Os territórios indígenas cobrem quase 13% do Brasil, indo da Amazônia até os pampas no Rio Grande do Sul. Por força da forte demanda por grãos produzidos aqui, a pressão é grande para aumentar as áreas de plantio, o que é abertamente apoiado pelo presidente Jair Bolsonaro.

“O combate ao arrendamento é necessário,” disse à Reuters o MPF de Passo Fundo, que responde pelos TACs em Serrinha e na Terra Indígena de Nonoai, também no Rio Grande do Sul. “[Mas] não existem soluções prontas, nem simples, e os resultados não são imediatos.”

Mês passado, enquanto o Brasil iniciava a nova safra de soja, os anciãos de Serrinha formalmente reclamaram da falta de fiscalização dos TACs por parte do MPF e da Funai. Eles alegaram que os líderes indígenas que controlam o aluguel das terras não prestam contas, enquanto crianças morrem de fome nas reservas.

“O arrendamento, que coopta lideranças mediante vantagens individuais, traz prejuízos às coletividades indígenas, mormente pela violência que acompanha tais conflitos”, segundo o conselho de anciãos em Serrinha.
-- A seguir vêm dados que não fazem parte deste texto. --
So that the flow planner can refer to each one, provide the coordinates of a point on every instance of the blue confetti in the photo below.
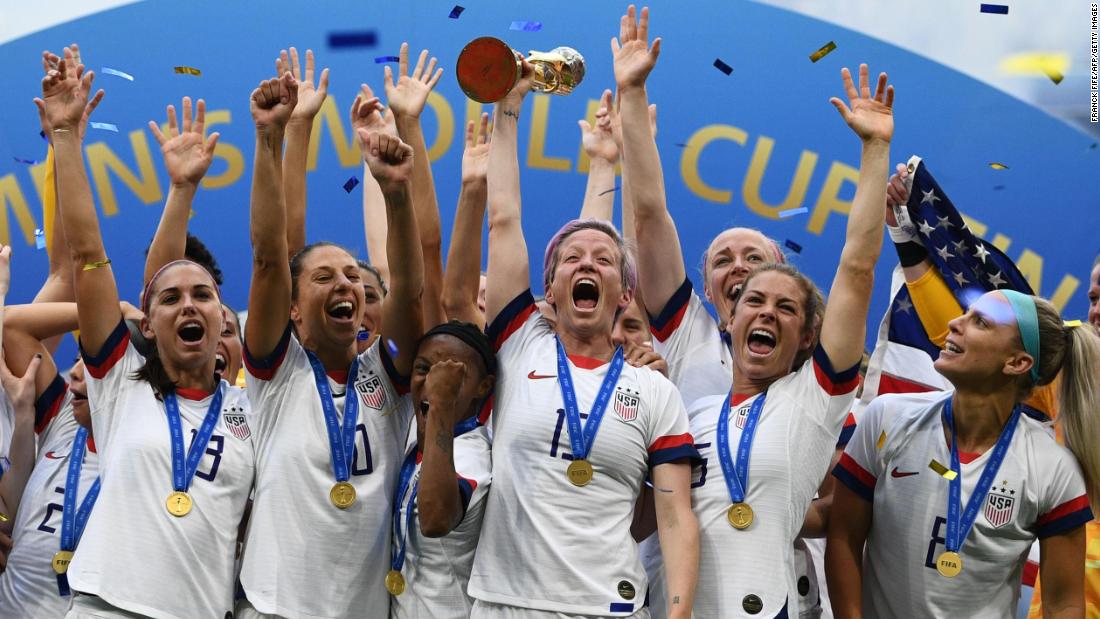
(362, 39)
(792, 212)
(526, 26)
(117, 73)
O plantio em terras indígenas representa apenas uma fração do total da área com soja no Rio Grande do Sul, de 5,9 milhões de hectares na última safra. Mas para o MPF, o foco são as violações da lei e a transição para um modelo em que os índios produzam de forma independente, embora os conflitos internos nas reservas tornem a meta inglória.

Oito pessoas respondem pelo assassinato do cacique Antonio Mig Claudino, em 2017, um crime motivado pelo controle do arrendamento das terras em Serrinha, segundo uma pessoa a par do processo criminal.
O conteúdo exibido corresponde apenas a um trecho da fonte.